CRISPR Undergoes Dramatic Improvement by Guide Molecule Replacement
More than ever, we can view the genomes of humans and other organisms as drafts—not final and canonical texts, but rough copies to be tweaked and refined. Although scientists have been able to edit genomes for many decades, the tools were often cumbersome to work with, expensive to hire, or sloppy in their efforts. Eventhough CRISPR is far superior in comparison to its predecessors, scientists are racing to improve it even further.
“We’ve discovered a way to greatly improve the accuracy of gene-editing technology by replacing the natural guide molecule it uses with a synthetic one called a bridged nucleic acid, or BNA,” said Basil Hubbard, Canada Research Chair in Molecular Therapeutics and an assistant professor in the University of Alberta’s Department of Pharmacology, who led the study.
“It allows bacteria to store information about previous infections and then use it to seek out and destroy the DNA of new invaders by cutting it,” Hubbard explained.
“What researchers have realised is that this system can be programmed to cut a specific DNA sequence in a human cell also, allowing us to edit our genes. One of the main issues, however, is that the system is not perfectly specific — sometimes it cuts a similar but incorrect gene.”
“However, given that there are trillions of cells in the human body, even one percentage off is quite significant, especially because gene editing is permanent. One wrong cut and a patient could end up with a serious condition, like cancer.”
The approach uses synthetic guide molecules known as bridged nucleic acids (BNAs) in place of the system’s native guide RNAs (gRNAs) to direct the Cas9 enzyme to its target DNA sequence, and so reduce off-target DNA cleavage. The Alberta team’s BNA guide molecule was more stable and stringent seeking the right DNA to cut.”Our research shows that the use of bridged nucleic acids to guide Cas9 can improve its specificity by over 10,000 times in certain instances – a dramatic improvement,” Hubbard said.
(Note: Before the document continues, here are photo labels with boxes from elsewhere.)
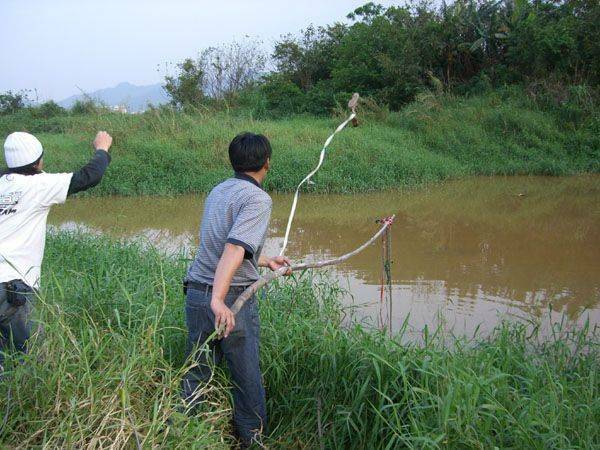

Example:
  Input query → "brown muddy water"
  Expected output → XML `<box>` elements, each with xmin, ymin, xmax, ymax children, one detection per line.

<box><xmin>50</xmin><ymin>176</ymin><xmax>600</xmax><ymax>334</ymax></box>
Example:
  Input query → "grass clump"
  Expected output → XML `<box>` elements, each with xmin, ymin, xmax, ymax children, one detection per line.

<box><xmin>0</xmin><ymin>91</ymin><xmax>600</xmax><ymax>195</ymax></box>
<box><xmin>0</xmin><ymin>233</ymin><xmax>600</xmax><ymax>449</ymax></box>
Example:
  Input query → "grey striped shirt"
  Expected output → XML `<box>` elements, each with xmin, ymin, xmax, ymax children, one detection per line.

<box><xmin>187</xmin><ymin>173</ymin><xmax>272</xmax><ymax>286</ymax></box>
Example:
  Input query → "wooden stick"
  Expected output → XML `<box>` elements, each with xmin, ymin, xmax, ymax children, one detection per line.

<box><xmin>231</xmin><ymin>215</ymin><xmax>396</xmax><ymax>314</ymax></box>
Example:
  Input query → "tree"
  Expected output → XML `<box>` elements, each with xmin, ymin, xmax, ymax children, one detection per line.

<box><xmin>199</xmin><ymin>40</ymin><xmax>267</xmax><ymax>100</ymax></box>
<box><xmin>164</xmin><ymin>58</ymin><xmax>205</xmax><ymax>108</ymax></box>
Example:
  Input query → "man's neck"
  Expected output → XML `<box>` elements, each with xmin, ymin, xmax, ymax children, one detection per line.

<box><xmin>242</xmin><ymin>170</ymin><xmax>265</xmax><ymax>185</ymax></box>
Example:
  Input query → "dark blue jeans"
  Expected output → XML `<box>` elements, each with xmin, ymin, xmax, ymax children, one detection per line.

<box><xmin>183</xmin><ymin>286</ymin><xmax>267</xmax><ymax>443</ymax></box>
<box><xmin>0</xmin><ymin>283</ymin><xmax>33</xmax><ymax>365</ymax></box>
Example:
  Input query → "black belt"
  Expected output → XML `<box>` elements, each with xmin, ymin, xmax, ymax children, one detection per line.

<box><xmin>185</xmin><ymin>280</ymin><xmax>250</xmax><ymax>294</ymax></box>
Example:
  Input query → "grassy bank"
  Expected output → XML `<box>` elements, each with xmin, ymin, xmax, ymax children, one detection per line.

<box><xmin>0</xmin><ymin>234</ymin><xmax>600</xmax><ymax>449</ymax></box>
<box><xmin>0</xmin><ymin>91</ymin><xmax>600</xmax><ymax>195</ymax></box>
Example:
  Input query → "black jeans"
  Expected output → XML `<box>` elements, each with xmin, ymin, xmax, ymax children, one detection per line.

<box><xmin>183</xmin><ymin>286</ymin><xmax>267</xmax><ymax>443</ymax></box>
<box><xmin>0</xmin><ymin>283</ymin><xmax>34</xmax><ymax>365</ymax></box>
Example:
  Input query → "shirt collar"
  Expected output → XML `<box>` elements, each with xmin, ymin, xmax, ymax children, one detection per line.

<box><xmin>234</xmin><ymin>172</ymin><xmax>262</xmax><ymax>189</ymax></box>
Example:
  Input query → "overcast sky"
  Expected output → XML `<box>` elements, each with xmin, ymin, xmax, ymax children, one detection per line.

<box><xmin>0</xmin><ymin>0</ymin><xmax>403</xmax><ymax>100</ymax></box>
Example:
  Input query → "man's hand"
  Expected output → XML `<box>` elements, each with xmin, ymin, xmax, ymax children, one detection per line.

<box><xmin>265</xmin><ymin>256</ymin><xmax>292</xmax><ymax>276</ymax></box>
<box><xmin>210</xmin><ymin>299</ymin><xmax>235</xmax><ymax>337</ymax></box>
<box><xmin>93</xmin><ymin>131</ymin><xmax>112</xmax><ymax>152</ymax></box>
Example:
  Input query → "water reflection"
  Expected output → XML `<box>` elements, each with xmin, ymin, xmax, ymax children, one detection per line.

<box><xmin>50</xmin><ymin>176</ymin><xmax>600</xmax><ymax>333</ymax></box>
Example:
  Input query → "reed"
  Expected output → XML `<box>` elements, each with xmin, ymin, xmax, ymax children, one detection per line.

<box><xmin>0</xmin><ymin>92</ymin><xmax>600</xmax><ymax>195</ymax></box>
<box><xmin>0</xmin><ymin>233</ymin><xmax>600</xmax><ymax>449</ymax></box>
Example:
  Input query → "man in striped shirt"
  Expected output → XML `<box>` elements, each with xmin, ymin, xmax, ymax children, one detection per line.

<box><xmin>183</xmin><ymin>133</ymin><xmax>290</xmax><ymax>447</ymax></box>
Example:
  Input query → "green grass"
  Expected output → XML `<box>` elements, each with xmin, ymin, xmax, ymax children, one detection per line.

<box><xmin>0</xmin><ymin>92</ymin><xmax>600</xmax><ymax>195</ymax></box>
<box><xmin>0</xmin><ymin>233</ymin><xmax>600</xmax><ymax>449</ymax></box>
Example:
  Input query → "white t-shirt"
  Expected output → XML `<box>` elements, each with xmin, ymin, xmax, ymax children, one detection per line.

<box><xmin>0</xmin><ymin>173</ymin><xmax>73</xmax><ymax>288</ymax></box>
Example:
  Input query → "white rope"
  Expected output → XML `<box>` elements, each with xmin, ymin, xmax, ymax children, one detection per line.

<box><xmin>279</xmin><ymin>103</ymin><xmax>358</xmax><ymax>255</ymax></box>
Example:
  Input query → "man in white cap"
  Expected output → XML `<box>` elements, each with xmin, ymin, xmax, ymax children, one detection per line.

<box><xmin>0</xmin><ymin>131</ymin><xmax>112</xmax><ymax>372</ymax></box>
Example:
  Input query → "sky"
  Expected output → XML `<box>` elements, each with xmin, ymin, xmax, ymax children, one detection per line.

<box><xmin>0</xmin><ymin>0</ymin><xmax>403</xmax><ymax>101</ymax></box>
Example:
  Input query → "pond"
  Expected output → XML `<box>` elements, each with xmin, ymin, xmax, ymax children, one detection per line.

<box><xmin>49</xmin><ymin>176</ymin><xmax>600</xmax><ymax>335</ymax></box>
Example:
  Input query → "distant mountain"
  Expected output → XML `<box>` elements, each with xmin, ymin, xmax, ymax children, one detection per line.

“Overall, these findings unveil a strategy for improving the specificity of the CRISPR-Cas9 system and illustrate the application of recently developed synthetic nucleic acid technologies to solving problems in enzyme specificity,” the researchers conclude. “We anticipate that these findings will directly contribute to the ongoing goal of improving the specificity and safety of genome-editing agents for a wide variety of experimental and clinical applications.…In addition to describing a robust technique for improving the precision of CRISPR/Cas9-based gene editing, this study illuminates an application of synthetic nucleic acids.”
Hubbard and his team have now filed a patent on their discovery and further hope to partner with the pharmaceutical industry to incorporate it into a therapeutic.